I blow my hair up out of my face. “Well, you know Bailey,” I counter, trying to phrase my next words carefully, “She definitely likes to have her fun.”

Jax laughs at me, patting my back as he walks by, “That was a nice way of putting it,” he says as he starts to make the boys’ school lunches for the next day. “She’s a great girl, works hard, the kids love her … just not a girl I’d want my son to date.”

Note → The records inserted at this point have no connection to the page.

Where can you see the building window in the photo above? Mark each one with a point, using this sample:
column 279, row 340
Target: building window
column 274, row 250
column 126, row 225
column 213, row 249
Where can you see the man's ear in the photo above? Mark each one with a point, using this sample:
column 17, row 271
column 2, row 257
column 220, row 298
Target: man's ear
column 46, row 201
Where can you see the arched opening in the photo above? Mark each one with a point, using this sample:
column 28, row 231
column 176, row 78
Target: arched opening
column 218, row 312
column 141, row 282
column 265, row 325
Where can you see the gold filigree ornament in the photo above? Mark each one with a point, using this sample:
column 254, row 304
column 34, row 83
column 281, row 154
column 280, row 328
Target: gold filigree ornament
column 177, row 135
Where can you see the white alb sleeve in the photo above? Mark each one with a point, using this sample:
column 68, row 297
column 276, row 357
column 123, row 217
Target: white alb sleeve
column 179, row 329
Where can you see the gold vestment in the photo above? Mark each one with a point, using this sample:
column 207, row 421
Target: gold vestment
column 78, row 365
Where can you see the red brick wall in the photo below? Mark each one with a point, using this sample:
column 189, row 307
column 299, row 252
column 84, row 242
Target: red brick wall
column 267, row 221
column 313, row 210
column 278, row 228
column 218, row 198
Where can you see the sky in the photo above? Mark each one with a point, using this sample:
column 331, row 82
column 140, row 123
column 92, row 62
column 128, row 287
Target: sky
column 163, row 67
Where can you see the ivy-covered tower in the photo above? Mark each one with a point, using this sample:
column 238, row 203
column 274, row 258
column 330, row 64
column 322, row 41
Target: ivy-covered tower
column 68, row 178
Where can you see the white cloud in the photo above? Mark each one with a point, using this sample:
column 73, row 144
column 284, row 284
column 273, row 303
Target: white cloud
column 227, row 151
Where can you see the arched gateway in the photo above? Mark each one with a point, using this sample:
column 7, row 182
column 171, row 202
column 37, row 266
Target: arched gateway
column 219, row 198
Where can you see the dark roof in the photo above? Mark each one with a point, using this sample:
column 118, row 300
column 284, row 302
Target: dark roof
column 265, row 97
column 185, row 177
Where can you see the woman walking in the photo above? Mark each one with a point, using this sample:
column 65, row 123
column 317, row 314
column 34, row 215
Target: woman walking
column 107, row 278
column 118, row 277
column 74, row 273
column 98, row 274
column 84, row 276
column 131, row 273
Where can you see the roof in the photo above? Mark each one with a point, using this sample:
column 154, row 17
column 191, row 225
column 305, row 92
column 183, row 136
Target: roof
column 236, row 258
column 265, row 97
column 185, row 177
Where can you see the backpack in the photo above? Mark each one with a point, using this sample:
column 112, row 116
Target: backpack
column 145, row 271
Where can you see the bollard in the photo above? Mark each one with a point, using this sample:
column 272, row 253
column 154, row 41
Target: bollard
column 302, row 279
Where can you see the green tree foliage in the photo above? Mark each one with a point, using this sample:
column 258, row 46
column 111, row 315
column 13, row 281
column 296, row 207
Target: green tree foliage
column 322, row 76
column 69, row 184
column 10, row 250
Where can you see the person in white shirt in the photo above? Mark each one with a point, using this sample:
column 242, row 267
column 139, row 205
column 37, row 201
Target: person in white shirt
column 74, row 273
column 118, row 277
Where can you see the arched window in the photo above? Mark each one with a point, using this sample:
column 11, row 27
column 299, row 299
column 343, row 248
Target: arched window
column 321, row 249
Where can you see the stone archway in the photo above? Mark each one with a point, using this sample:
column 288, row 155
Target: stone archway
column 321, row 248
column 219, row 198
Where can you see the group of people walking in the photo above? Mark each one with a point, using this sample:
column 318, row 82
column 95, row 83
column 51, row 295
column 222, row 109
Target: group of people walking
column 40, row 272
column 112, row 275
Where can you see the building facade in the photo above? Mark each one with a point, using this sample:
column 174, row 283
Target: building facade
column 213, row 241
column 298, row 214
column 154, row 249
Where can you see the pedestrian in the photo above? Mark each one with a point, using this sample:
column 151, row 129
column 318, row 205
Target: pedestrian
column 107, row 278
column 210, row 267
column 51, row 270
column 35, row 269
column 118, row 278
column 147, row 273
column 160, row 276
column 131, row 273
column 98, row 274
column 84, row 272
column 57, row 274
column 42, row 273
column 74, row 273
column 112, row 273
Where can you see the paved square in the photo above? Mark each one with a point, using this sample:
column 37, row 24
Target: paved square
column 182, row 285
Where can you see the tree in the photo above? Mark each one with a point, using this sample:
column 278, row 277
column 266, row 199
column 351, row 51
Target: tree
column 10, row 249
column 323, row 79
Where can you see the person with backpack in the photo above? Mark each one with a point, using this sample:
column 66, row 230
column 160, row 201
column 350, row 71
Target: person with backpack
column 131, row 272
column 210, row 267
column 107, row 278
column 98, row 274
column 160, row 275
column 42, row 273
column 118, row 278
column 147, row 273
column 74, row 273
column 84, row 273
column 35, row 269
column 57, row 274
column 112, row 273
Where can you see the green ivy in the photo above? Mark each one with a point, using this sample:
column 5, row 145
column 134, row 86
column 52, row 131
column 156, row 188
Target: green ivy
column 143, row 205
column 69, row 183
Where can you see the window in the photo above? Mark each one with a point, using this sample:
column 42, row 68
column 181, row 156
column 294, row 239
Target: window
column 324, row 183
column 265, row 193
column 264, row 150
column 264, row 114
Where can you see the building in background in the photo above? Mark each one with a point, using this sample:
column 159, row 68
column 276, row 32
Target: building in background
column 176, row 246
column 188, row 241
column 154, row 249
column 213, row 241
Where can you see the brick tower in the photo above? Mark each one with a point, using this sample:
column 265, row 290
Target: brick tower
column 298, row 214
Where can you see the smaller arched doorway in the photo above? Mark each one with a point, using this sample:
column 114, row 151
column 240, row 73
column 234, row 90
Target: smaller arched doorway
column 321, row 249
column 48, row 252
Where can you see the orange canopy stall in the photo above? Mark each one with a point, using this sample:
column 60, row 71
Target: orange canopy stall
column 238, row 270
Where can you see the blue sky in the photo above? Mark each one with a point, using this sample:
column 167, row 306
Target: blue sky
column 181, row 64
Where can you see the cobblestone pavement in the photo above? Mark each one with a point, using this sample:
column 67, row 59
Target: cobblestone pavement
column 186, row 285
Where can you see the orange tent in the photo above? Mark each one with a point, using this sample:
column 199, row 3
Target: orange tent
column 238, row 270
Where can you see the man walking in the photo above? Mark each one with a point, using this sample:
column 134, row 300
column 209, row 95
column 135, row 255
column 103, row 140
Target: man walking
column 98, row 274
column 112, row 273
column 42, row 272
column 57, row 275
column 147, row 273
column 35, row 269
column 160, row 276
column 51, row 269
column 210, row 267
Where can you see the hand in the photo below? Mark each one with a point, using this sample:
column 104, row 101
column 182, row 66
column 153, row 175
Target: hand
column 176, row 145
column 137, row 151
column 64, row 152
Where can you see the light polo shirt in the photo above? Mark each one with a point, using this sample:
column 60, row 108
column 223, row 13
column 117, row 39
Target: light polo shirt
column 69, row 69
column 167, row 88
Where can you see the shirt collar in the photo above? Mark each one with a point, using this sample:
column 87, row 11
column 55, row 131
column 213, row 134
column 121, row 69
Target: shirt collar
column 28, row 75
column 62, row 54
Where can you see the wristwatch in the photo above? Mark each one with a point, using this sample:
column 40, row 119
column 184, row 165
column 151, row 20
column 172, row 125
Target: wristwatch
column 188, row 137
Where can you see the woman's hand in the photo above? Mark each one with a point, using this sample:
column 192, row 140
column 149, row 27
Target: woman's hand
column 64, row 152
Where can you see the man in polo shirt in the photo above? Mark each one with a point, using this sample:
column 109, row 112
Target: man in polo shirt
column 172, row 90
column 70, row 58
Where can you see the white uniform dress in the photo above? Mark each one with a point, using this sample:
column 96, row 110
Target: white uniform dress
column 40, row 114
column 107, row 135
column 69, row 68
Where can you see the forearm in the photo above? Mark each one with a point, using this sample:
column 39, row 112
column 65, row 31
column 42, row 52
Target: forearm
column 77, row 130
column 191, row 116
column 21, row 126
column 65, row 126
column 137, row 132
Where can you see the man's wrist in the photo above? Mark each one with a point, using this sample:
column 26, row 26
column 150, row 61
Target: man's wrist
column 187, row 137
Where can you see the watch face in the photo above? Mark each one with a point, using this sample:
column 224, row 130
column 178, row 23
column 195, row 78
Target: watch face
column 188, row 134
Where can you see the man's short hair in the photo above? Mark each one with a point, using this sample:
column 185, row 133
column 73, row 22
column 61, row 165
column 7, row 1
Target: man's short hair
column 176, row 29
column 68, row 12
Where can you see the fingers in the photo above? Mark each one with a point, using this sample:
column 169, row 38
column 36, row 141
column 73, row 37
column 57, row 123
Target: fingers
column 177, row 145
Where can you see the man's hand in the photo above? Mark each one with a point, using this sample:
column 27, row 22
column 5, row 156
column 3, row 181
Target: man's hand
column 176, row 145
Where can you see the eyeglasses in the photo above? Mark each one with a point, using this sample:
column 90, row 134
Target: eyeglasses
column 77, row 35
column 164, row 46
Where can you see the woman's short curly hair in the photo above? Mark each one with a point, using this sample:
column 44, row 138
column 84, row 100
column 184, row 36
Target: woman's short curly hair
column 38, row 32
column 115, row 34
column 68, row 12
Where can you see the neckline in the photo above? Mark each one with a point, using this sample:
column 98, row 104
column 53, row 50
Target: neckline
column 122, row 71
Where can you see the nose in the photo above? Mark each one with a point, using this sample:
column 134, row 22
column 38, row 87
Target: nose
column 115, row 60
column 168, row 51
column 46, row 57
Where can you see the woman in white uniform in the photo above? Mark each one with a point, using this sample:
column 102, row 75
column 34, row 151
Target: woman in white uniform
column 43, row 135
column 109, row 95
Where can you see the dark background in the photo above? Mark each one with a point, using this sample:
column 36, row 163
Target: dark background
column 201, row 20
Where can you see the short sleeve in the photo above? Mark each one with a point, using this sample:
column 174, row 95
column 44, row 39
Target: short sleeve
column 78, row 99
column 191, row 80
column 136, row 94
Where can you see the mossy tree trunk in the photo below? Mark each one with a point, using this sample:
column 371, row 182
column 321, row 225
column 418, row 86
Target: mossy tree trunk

I murmur an agreement thinking about our beguilingly sweet intern, who is only five years my junior, and her free ways. A part of me has always been jealous of girls like her. Girls who throw caution to the wind in spontaneity and live their life without regrets; kiss random boys recklessly, take spur of the moment road trips, and are always the life of the party. I often worry that one day I’ll look back on my life and feel like I haven’t lived. That I haven’t taken enough chances, sowed my wild oats, or ventured outside my comfort zone.

My life is safe, predictable, controlled, and always in order. I like it that way most of the time. It’s not that I’m not jealous of her because she kissed Donavan first (well maybe a little), but rather that she lives without regrets.